1 Reply Latest reply on Aug 7, 2011 2:34 PM by maximmoroz

    Is a mem_fence supposed to be needed here?

    arsenm

      I'm trying to figure out if my understanding of mem_fence() is wrong based on a problem I'm having.

      My understanding of mem_fence() is that it's supposed to be used to control the order that things become visible to other items in a workgroup in memory, and that memory was supposed to be consistent within a single work item. I've run into a situation where I'm not sure if I'm interpreting what consistency within a single work item means. My problem is within a single work item, a later read from a previously written address gets the overwritten value. Other workitems aren't touching the address. If I stick a global mem_fence() between the write and later read, I get the correct written value.
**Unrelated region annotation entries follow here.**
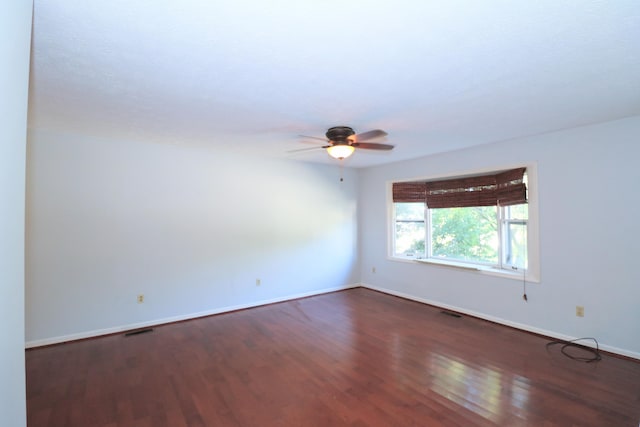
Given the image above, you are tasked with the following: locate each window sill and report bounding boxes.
[390,257,540,283]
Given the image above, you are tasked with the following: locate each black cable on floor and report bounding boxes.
[547,338,602,363]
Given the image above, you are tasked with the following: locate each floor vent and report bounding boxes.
[124,328,153,337]
[440,310,462,317]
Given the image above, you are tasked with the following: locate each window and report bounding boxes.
[391,168,537,280]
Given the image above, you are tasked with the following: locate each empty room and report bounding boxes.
[0,0,640,427]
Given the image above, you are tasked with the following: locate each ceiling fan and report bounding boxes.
[289,126,393,160]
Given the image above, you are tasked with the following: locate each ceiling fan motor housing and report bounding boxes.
[325,126,356,145]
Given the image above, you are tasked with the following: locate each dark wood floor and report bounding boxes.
[26,289,640,427]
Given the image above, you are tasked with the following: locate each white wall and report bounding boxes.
[0,1,32,427]
[26,131,359,346]
[358,117,640,358]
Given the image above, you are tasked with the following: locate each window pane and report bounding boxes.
[395,203,424,221]
[430,206,499,264]
[504,222,528,269]
[395,221,425,257]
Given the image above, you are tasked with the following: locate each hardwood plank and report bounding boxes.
[26,288,640,427]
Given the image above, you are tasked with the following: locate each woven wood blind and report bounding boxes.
[393,168,527,209]
[496,168,527,206]
[393,182,427,203]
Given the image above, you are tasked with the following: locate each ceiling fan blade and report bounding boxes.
[354,129,388,141]
[351,142,393,151]
[287,145,328,153]
[298,135,327,142]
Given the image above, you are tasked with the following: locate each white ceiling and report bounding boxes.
[29,0,640,167]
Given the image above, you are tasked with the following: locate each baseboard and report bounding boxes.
[25,283,360,348]
[360,283,640,360]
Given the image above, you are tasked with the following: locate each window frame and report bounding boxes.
[387,163,540,283]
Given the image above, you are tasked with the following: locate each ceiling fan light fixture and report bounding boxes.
[327,144,355,160]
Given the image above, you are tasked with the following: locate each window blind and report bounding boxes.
[393,168,527,209]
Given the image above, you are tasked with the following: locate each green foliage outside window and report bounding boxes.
[431,206,499,264]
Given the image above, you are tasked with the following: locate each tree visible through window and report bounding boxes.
[393,168,528,269]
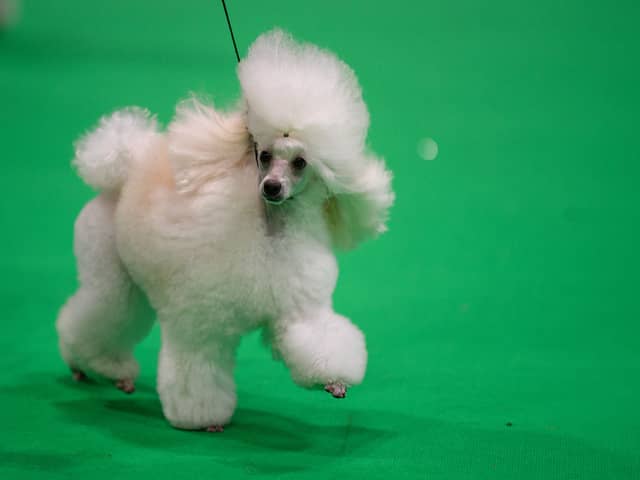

      I'm using SDK 2.5, Catalyst 11.7, Linux x86_64 on a Radeon 6970

      Here is pseudocode for what I'm seeing:

      __global volatile int* buffer; i = calculate some index into buffer buffer[i] = x // suppose buffer[i] originally contains 'a' // mem_fence(GLOBAL) this works correctly if I place this here j = some other index calculation // j happens to be equal to i y = buffer[j] // y here is equal to a, and not the recently written x

        • Is a mem_fence supposed to be needed here?
          maximmoroz

          mem_fence places limits on reordering reads and writes by the compiler. It is perfectly valid to use mem_fence even if you don't need to synchronize between work-items of the same work-group.

          In your particular case if you don't specify memory fence the compiler might generate code which read buffer[j] before writing to buffer. As this reordering might speed up the kernel by bunching together in single clase global memory read instructions.